Potremmo pensare a questo punto che al di là della drammaticità delle conseguenze che questo virus ha portato sia dal punto di vista economico su scala globale sia dal punto di vista sanitario, qualcosa di buono sia stato recuperato: per lo meno la consapevolezza dell’insostenibilità (per molti degli aspetti di cui abbiamo ampiamente discusso nei capitoli precedenti) del nostro sistema economico e sociale, delle nostre abitudini di vita e di consumo. Tuttavia è da tenere a mente che questa interruzione che ci ha dato modo di poter riflettere sul nostro modello di vita conforme alle regole e ai dettami della globalizzazione, è stata la conseguenza di una pandemia globale, evento di natura del tutto eccezionale. L’arresto dei ritmi frenetici cui siamo sottoposti oramai da decenni è avvenuto, ma è stato un arresto forzato e obbligato, e non voluto perché maturato. Vi è stata sì la rottura di un equilibrio e l’interruzione della pratica di abitudini comunque malsane, ma occorre che venga maturata l’idea di ripensare a un modello economico alternativo, possibilmente di natura ambientalista e sostenibile in tutti i sensi, nella cui direzione i nostri governi devono portarci. Ma è anche dal basso che le persone devono cominciare a comprendere a fondo qual è il loro ruolo in questo cambiamento. È

68 probabile che le proposte che Fabris aveva nel 2010 come possibili soluzioni al problema possano essere integrate o superate grazie al progresso tecnologico e all’evoluzione di tecniche che possano permettere di conciliare delle esigenze da oramai “cittadini del mondo” che continuiamo ad avere, alla possibilità di difendere e rivalorizzare il nostro territorio, ad esempio, come abbiamo avuto modo di capire nel capitolo precedente. Per il momento, è da chiederci e osservare quale sia stata la prima reazione degli italiani a questa brusca interruzione di una economia e una società globalizzate e iperconnesse così come le abbiamo vissute fino ad ora, anche per intuire quale possa essere il margine di miglioramento e intervento per la costruzione di un futuro più sostenibile.
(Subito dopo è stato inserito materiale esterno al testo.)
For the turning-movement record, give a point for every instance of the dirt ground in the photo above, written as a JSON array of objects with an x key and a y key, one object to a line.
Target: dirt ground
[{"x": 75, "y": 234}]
È mio interesse quindi in questo capitolo analizzare come la nostra società abbia affrontato questa fase, la cosiddetta Fase 1 corrispondente ai mesi di lockdown: dal punto di vista della ridefinizione dei propri tempi e dei propri spazi vitali e relazionali; dal punto di vista del rapporto con le tecnologie e i social media che hanno avuto un ruolo cruciale in questa vicenda e si sono dimostrati come mai prima d’ora essenziali, scrollandosi anche di dosso quell’alone di giudizio per lo più negativo e moralistico che pesava su di essi; e infine dal punto di vista della scelta dei consumi, per comprendere se ad un aumento del tempo per dedicarsi all’arte culinaria, tradizione secolare italiana, è corrisposto effettivamente un ritorno all’esaltazione della nostra tradizione nonché ad una maggiore cura nella scelta dei prodotti da acquistare, nell’ottica di una maggiore autenticità.